For any Backbone subclass, you can run cls.presets.keys() to list all built-in presets available on the class.

Arguments

  • preset: string. A built-in preset identifier, a Kaggle Models handle, a Hugging Face handle, or a path to a local directory.
  • load_weights: bool. If True, the weights will be loaded into the model architecture. If False, the weights will be randomly initialized.

Examples

# Load a Gemma backbone with pre-trained weights.
model = keras_hub.models.Backbone.from_preset(
    "gemma_2b_en",
)

# Load a Bert backbone with a pre-trained config and random weights.
model = keras_hub.models.Backbone.from_preset(
    "bert_base_en",
    load_weights=False,
)
Preset Parameters Description
efficientnet_lite0_ra_imagenet 4.65M EfficientNet-Lite model fine-trained on the ImageNet 1k dataset with RandAugment recipe.
efficientnet_b0_ra_imagenet 5.29M EfficientNet B0 model pre-trained on the ImageNet 1k dataset with RandAugment recipe.
efficientnet_b0_ra4_e3600_r224_imagenet 5.29M EfficientNet B0 model pre-trained on the ImageNet 1k dataset by Ross Wightman. Trained with timm scripts using hyper-parameters inspired by the MobileNet-V4 small, mixed with go-to hparams from timm and 'ResNet Strikes Back'.
efficientnet_es_ra_imagenet 5.44M EfficientNet-EdgeTPU Small model trained on the ImageNet 1k dataset with RandAugment recipe.
efficientnet_em_ra2_imagenet 6.90M EfficientNet-EdgeTPU Medium model trained on the ImageNet 1k dataset with RandAugment2 recipe.
efficientnet_b1_ft_imagenet 7.79M EfficientNet B1 model fine-tuned on the ImageNet 1k dataset.
efficientnet_b1_ra4_e3600_r240_imagenet 7.79M EfficientNet B1 model pre-trained on the ImageNet 1k dataset by Ross Wightman.

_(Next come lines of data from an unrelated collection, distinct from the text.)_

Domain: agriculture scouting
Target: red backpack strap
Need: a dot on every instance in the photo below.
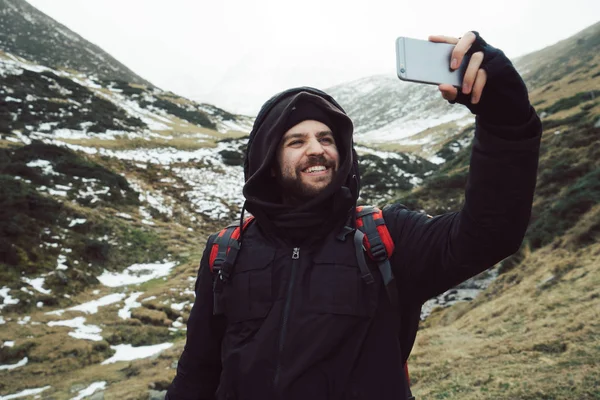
(222, 259)
(224, 242)
(373, 236)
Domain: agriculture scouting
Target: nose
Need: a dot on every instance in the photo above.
(314, 147)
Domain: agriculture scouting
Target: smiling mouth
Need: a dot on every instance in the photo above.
(315, 169)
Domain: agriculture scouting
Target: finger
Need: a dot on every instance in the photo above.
(461, 48)
(471, 72)
(448, 91)
(443, 39)
(478, 86)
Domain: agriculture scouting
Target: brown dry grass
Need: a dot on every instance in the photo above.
(534, 334)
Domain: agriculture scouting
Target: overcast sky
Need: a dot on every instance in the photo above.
(236, 54)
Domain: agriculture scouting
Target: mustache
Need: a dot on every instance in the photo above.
(317, 160)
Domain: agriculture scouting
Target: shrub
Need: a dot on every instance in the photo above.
(556, 218)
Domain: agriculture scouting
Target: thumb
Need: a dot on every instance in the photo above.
(448, 91)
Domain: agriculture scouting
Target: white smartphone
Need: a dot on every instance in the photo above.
(427, 62)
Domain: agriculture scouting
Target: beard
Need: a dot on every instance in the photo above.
(295, 190)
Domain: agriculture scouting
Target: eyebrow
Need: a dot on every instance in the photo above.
(301, 135)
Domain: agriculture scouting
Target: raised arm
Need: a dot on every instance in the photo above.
(435, 254)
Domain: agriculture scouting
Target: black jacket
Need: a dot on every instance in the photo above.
(299, 321)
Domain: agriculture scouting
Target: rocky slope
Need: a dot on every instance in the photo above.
(109, 189)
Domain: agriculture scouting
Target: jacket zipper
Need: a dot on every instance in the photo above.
(286, 312)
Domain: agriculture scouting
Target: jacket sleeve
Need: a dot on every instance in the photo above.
(199, 367)
(435, 254)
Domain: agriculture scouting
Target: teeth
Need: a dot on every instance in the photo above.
(315, 168)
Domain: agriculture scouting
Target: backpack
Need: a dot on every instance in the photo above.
(372, 237)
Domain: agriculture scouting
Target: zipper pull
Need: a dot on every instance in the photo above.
(296, 253)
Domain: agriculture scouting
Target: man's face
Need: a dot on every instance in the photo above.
(308, 160)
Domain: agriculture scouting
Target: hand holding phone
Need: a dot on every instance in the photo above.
(443, 61)
(423, 61)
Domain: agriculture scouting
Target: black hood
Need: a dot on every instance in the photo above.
(262, 191)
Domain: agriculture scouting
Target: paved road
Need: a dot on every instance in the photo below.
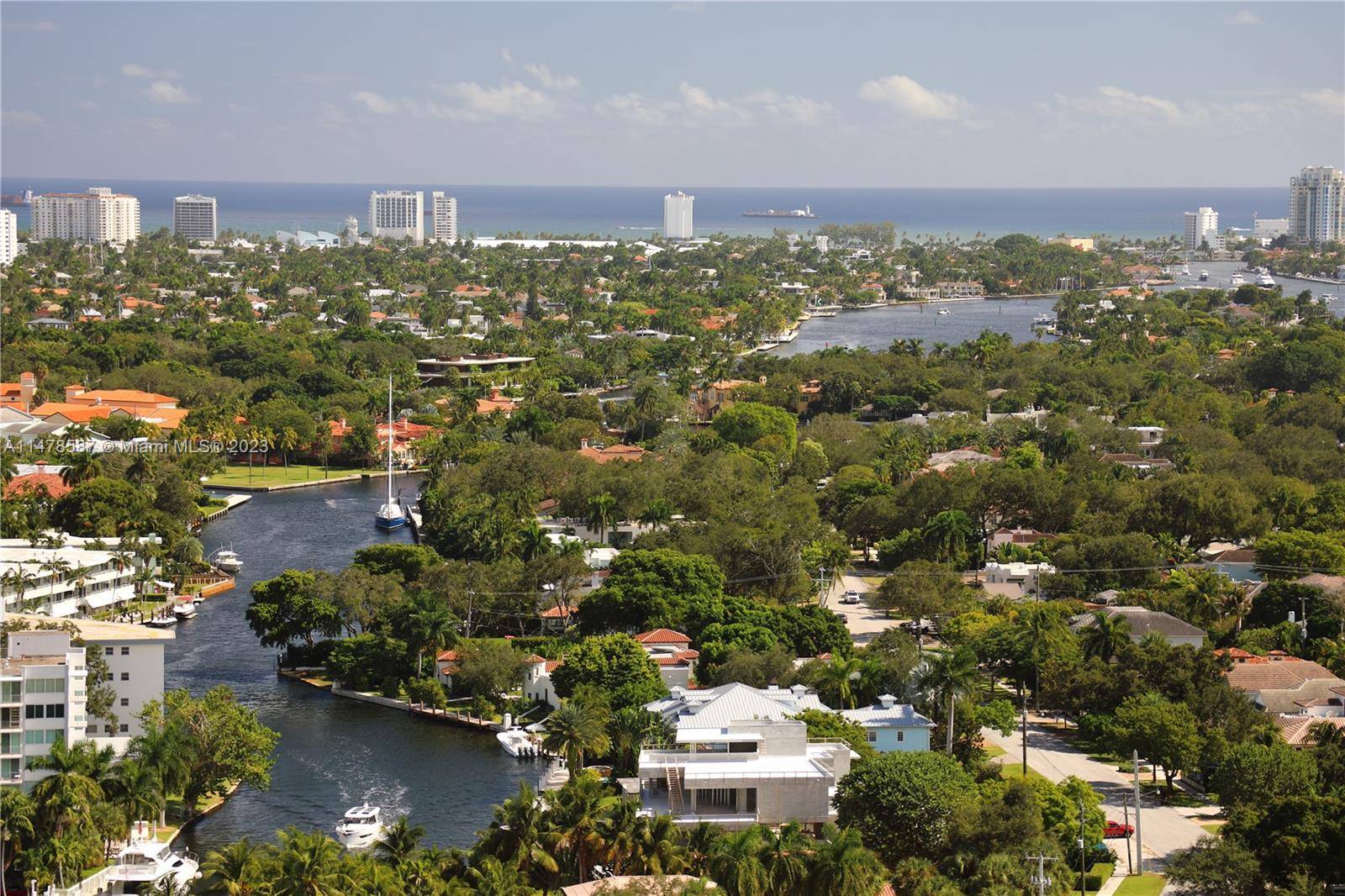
(1165, 828)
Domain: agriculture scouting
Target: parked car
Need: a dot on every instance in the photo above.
(1116, 829)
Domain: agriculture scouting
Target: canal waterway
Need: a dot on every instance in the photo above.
(876, 329)
(333, 752)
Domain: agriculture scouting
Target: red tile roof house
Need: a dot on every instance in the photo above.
(672, 650)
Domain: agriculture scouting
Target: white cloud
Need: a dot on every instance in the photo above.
(477, 103)
(549, 80)
(800, 111)
(914, 100)
(331, 118)
(638, 109)
(20, 119)
(40, 26)
(374, 103)
(167, 93)
(136, 71)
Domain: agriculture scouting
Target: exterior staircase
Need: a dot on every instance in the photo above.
(676, 791)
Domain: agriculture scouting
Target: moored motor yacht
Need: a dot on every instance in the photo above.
(360, 828)
(145, 862)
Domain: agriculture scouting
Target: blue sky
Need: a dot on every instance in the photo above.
(1010, 94)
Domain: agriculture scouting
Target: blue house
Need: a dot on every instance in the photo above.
(892, 727)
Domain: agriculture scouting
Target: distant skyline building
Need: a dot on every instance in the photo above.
(96, 215)
(446, 217)
(1201, 226)
(8, 235)
(677, 215)
(397, 214)
(195, 217)
(1317, 205)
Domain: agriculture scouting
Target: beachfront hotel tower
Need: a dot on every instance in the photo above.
(397, 214)
(446, 217)
(194, 217)
(1317, 205)
(98, 215)
(677, 215)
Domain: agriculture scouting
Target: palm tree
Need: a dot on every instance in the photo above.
(844, 867)
(1106, 635)
(736, 864)
(71, 791)
(786, 858)
(400, 842)
(239, 868)
(657, 513)
(947, 677)
(575, 730)
(602, 514)
(838, 678)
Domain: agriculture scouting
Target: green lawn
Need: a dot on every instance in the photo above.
(237, 475)
(1142, 885)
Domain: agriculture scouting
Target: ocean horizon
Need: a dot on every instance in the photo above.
(261, 208)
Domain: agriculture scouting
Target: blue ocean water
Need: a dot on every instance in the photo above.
(630, 212)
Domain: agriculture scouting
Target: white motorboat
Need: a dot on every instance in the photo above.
(520, 743)
(361, 828)
(226, 560)
(145, 862)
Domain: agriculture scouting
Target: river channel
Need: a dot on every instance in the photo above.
(333, 752)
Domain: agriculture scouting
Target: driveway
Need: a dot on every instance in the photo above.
(1165, 828)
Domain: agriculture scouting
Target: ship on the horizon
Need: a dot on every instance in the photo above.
(806, 212)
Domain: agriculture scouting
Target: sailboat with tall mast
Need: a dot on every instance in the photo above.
(390, 514)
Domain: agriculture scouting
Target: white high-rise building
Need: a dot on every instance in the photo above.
(1317, 205)
(194, 217)
(98, 215)
(397, 214)
(446, 217)
(677, 215)
(1201, 226)
(8, 235)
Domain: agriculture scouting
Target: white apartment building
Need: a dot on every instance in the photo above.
(98, 215)
(42, 700)
(194, 217)
(397, 214)
(677, 215)
(1317, 205)
(446, 217)
(8, 235)
(1201, 226)
(62, 582)
(134, 656)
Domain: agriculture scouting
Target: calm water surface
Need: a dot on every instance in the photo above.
(333, 752)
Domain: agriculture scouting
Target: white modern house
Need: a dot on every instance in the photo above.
(42, 700)
(397, 214)
(677, 215)
(194, 217)
(96, 215)
(446, 217)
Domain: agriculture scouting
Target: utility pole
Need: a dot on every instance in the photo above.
(1125, 808)
(1083, 851)
(1040, 882)
(1024, 732)
(1140, 840)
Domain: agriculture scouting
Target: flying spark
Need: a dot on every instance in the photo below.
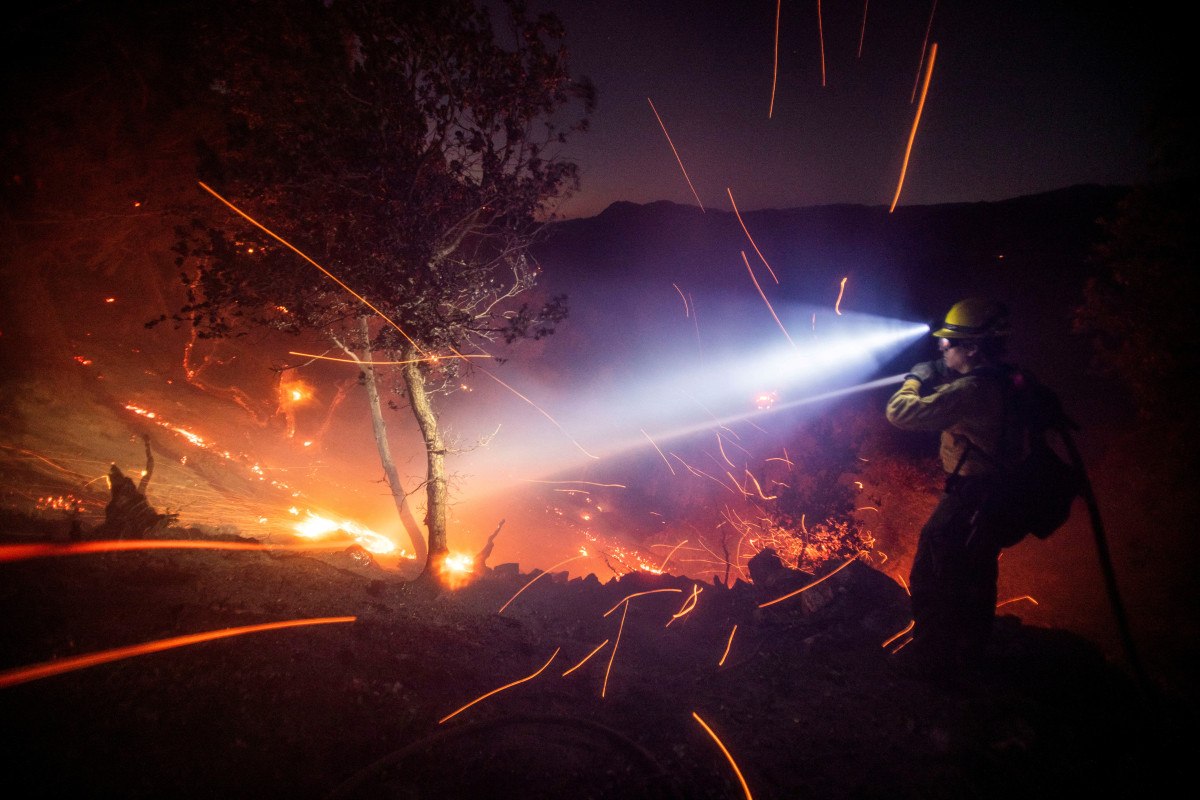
(664, 566)
(538, 577)
(898, 635)
(924, 43)
(657, 449)
(916, 121)
(604, 687)
(774, 77)
(766, 301)
(676, 152)
(1017, 600)
(496, 691)
(742, 780)
(586, 659)
(821, 36)
(688, 605)
(747, 230)
(23, 552)
(805, 588)
(60, 666)
(727, 645)
(862, 34)
(625, 600)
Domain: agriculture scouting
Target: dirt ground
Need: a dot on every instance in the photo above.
(802, 693)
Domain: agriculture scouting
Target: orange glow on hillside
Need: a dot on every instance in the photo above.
(456, 570)
(317, 527)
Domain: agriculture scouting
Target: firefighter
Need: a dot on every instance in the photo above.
(954, 572)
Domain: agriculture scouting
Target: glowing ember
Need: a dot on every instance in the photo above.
(916, 121)
(496, 691)
(767, 301)
(682, 168)
(766, 400)
(742, 780)
(727, 647)
(316, 527)
(586, 659)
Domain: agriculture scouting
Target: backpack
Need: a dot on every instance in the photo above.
(1033, 494)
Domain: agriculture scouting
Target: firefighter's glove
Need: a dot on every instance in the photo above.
(928, 372)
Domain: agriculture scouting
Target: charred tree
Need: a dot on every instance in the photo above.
(407, 149)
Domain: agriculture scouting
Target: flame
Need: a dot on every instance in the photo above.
(317, 527)
(456, 570)
(294, 392)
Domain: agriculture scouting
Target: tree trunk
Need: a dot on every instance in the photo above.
(381, 433)
(436, 453)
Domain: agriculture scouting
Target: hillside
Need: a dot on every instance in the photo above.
(804, 699)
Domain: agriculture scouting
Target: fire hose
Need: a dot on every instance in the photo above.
(1110, 581)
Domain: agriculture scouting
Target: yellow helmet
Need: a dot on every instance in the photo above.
(975, 318)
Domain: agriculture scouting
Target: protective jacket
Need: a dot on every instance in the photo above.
(969, 411)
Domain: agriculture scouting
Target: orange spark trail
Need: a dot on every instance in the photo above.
(301, 254)
(1015, 600)
(688, 605)
(821, 36)
(383, 316)
(765, 299)
(685, 312)
(540, 410)
(33, 455)
(586, 659)
(757, 486)
(617, 486)
(727, 645)
(924, 43)
(700, 473)
(862, 34)
(805, 588)
(378, 364)
(538, 577)
(916, 121)
(753, 244)
(898, 635)
(23, 552)
(607, 671)
(496, 691)
(676, 152)
(639, 594)
(23, 674)
(721, 449)
(657, 447)
(664, 566)
(774, 77)
(742, 780)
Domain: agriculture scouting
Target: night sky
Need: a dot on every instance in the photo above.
(1025, 97)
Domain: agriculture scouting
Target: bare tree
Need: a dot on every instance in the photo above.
(409, 149)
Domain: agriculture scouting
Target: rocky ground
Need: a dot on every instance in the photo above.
(805, 701)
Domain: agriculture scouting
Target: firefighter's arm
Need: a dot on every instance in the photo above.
(910, 411)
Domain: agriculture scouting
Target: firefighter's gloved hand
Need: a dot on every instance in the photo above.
(927, 372)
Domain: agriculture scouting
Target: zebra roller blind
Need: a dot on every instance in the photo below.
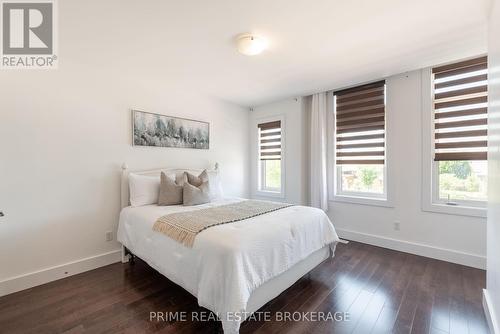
(360, 124)
(460, 110)
(270, 140)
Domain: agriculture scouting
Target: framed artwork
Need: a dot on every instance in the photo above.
(150, 129)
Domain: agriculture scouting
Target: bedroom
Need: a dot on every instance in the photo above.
(96, 104)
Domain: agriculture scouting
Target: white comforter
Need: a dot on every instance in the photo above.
(227, 262)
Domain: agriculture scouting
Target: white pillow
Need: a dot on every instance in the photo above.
(144, 189)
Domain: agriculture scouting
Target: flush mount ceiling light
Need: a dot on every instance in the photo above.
(251, 45)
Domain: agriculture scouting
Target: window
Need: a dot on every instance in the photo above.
(360, 141)
(270, 156)
(460, 99)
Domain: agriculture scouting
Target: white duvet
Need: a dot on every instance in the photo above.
(227, 262)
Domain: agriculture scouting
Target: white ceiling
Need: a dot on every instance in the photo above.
(314, 45)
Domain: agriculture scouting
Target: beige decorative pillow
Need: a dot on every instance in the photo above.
(170, 190)
(193, 195)
(197, 180)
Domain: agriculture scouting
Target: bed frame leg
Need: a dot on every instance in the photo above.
(129, 254)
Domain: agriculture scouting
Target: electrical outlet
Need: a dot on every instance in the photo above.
(397, 225)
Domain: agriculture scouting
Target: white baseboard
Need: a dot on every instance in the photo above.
(490, 315)
(466, 259)
(26, 281)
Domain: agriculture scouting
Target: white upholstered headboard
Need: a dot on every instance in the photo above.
(125, 197)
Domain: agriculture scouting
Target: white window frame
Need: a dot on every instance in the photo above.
(336, 194)
(261, 190)
(430, 178)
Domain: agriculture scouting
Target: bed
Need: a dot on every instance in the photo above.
(232, 269)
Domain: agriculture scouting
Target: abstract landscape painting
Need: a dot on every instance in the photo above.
(166, 131)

Trained with timm scripts using hyper-parameters inspired by the MobileNet-V4 small, mixed with go-to hparams from timm and 'ResNet Strikes Back'.
efficientnet_b2_ra_imagenet 9.11M EfficientNet B2 model pre-trained on the ImageNet 1k dataset with RandAugment recipe.
efficientnet_el_ra_imagenet 10.59M EfficientNet-EdgeTPU Large model trained on the ImageNet 1k dataset with RandAugment recipe.
efficientnet_b3_ra2_imagenet 12.23M EfficientNet B3 model pre-trained on the ImageNet 1k dataset with RandAugment2 recipe.
efficientnet2_rw_t_ra2_imagenet 13.65M EfficientNet-v2 Tiny model trained on the ImageNet 1k dataset with RandAugment2 recipe.
efficientnet_b4_ra2_imagenet 19.34M EfficientNet B4 model pre-trained on the ImageNet 1k dataset with RandAugment2 recipe.
efficientnet2_rw_s_ra2_imagenet 23.94M EfficientNet-v2 Small model trained on the ImageNet 1k dataset with RandAugment2 recipe.
efficientnet_b5_sw_imagenet 30.39M EfficientNet B5 model pre-trained on the ImageNet 12k dataset by Ross Wightman. Based on Swin Transformer train / pretrain recipe with modifications (related to both DeiT and ConvNeXt recipes).
efficientnet_b5_sw_ft_imagenet 30.39M EfficientNet B5 model pre-trained on the ImageNet 12k dataset and fine-tuned on ImageNet-1k by Ross Wightman. Based on Swin Transformer train / pretrain recipe with modifications (related to both DeiT and ConvNeXt recipes).
efficientnet2_rw_m_agc_imagenet 53.24M EfficientNet-v2 Medium model trained on the ImageNet 1k dataset with adaptive gradient clipping.